Irrigation canals and ditches are essential infrastructure for agricultural productivity and water equity, but many of these systems lack adequate monitoring. Existing technologies are often costly, power-intensive, or require manual measurements, limiting real-time data availability. As a result, many irrigation networks remain under-monitored, constraining effective water management and decision-making.
Early exposure to deep learning in image processing inspired me to explore its applications in hydrology, with a long-term focus on irrigation networks. This goal was driven by firsthand experience in a system serving over 2,000 farmers, where unequal water distribution and the lack of real-time, data-driven monitoring led to persistent conflicts and yield disparities. The absence of transparent, dense water measurements also limited effective decision-making by canal companies and state agencies.
In response to these challenges, our team at Utah State University is working to develop a low-cost, real-time, and scalable approach for measuring water level and surface velocity in agricultural canals and ditches. We are exploring the use of inexpensive camera systems, including low-resolution cameras, combined with image processing and computer vision techniques to estimate key hydraulic variables.

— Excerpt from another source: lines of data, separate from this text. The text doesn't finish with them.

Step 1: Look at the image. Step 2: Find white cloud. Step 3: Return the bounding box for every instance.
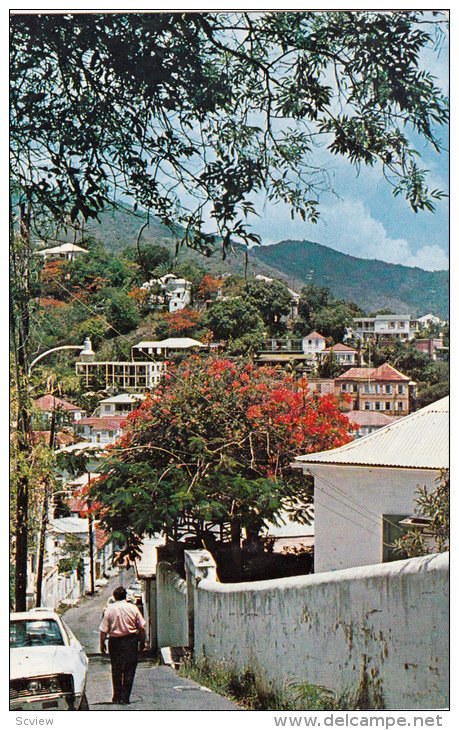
[318,199,448,271]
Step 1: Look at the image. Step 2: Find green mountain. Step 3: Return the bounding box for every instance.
[83,209,449,318]
[253,241,449,318]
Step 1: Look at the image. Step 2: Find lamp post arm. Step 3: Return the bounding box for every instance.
[28,345,82,375]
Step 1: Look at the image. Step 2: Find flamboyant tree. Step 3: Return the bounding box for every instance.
[10,11,447,610]
[92,357,351,552]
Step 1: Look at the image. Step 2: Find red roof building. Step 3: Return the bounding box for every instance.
[335,363,416,416]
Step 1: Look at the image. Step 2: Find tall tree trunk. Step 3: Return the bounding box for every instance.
[11,199,31,611]
[35,407,56,607]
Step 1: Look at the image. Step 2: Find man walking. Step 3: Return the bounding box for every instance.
[99,586,145,705]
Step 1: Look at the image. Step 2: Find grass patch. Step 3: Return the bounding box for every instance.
[178,657,339,710]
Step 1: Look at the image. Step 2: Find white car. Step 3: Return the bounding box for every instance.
[10,608,89,711]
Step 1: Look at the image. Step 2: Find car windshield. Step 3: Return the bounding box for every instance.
[10,619,64,648]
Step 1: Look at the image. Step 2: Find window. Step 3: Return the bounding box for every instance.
[10,619,64,648]
[382,514,409,563]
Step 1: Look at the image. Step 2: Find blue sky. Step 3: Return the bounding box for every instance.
[253,27,449,271]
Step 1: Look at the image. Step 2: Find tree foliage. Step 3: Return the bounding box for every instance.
[92,358,350,550]
[203,297,264,340]
[395,472,449,558]
[246,280,292,335]
[10,11,447,252]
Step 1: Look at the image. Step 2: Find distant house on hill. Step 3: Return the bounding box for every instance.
[141,274,191,312]
[303,331,327,355]
[78,416,124,444]
[34,393,86,424]
[346,411,397,438]
[292,397,449,573]
[318,342,361,367]
[335,363,416,416]
[352,314,419,341]
[132,337,205,360]
[36,243,88,261]
[99,393,145,418]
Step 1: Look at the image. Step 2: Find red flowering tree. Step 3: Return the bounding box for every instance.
[92,357,351,552]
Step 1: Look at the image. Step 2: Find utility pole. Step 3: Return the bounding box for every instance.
[35,404,56,608]
[10,202,31,611]
[87,472,95,596]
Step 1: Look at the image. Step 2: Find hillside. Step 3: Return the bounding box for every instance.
[253,241,449,318]
[79,210,449,318]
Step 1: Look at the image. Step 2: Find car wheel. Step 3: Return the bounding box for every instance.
[78,693,89,710]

The study focuses on two complementary applications: (1) integrating camera-based systems at sites with existing staff gauges to enhance and automate water-level measurements, and (2) deploying cameras in canal and ditch locations where no gauges currently exist, thereby enabling monitoring in previously unmeasured sections of the irrigation network. These approaches allow both validation of the camera-based methods and expansion of monitoring coverage across the system.
This work represents one of the first demonstrations of camera-based techniques for estimating discharge in agricultural canals and ditches. By providing affordable, real-time measurements, the proposed approach has the potential to improve irrigation management, support water accounting, and enhance transparency for farmers and water managers alike, ultimately strengthening data-driven water governance in water-scarce regions.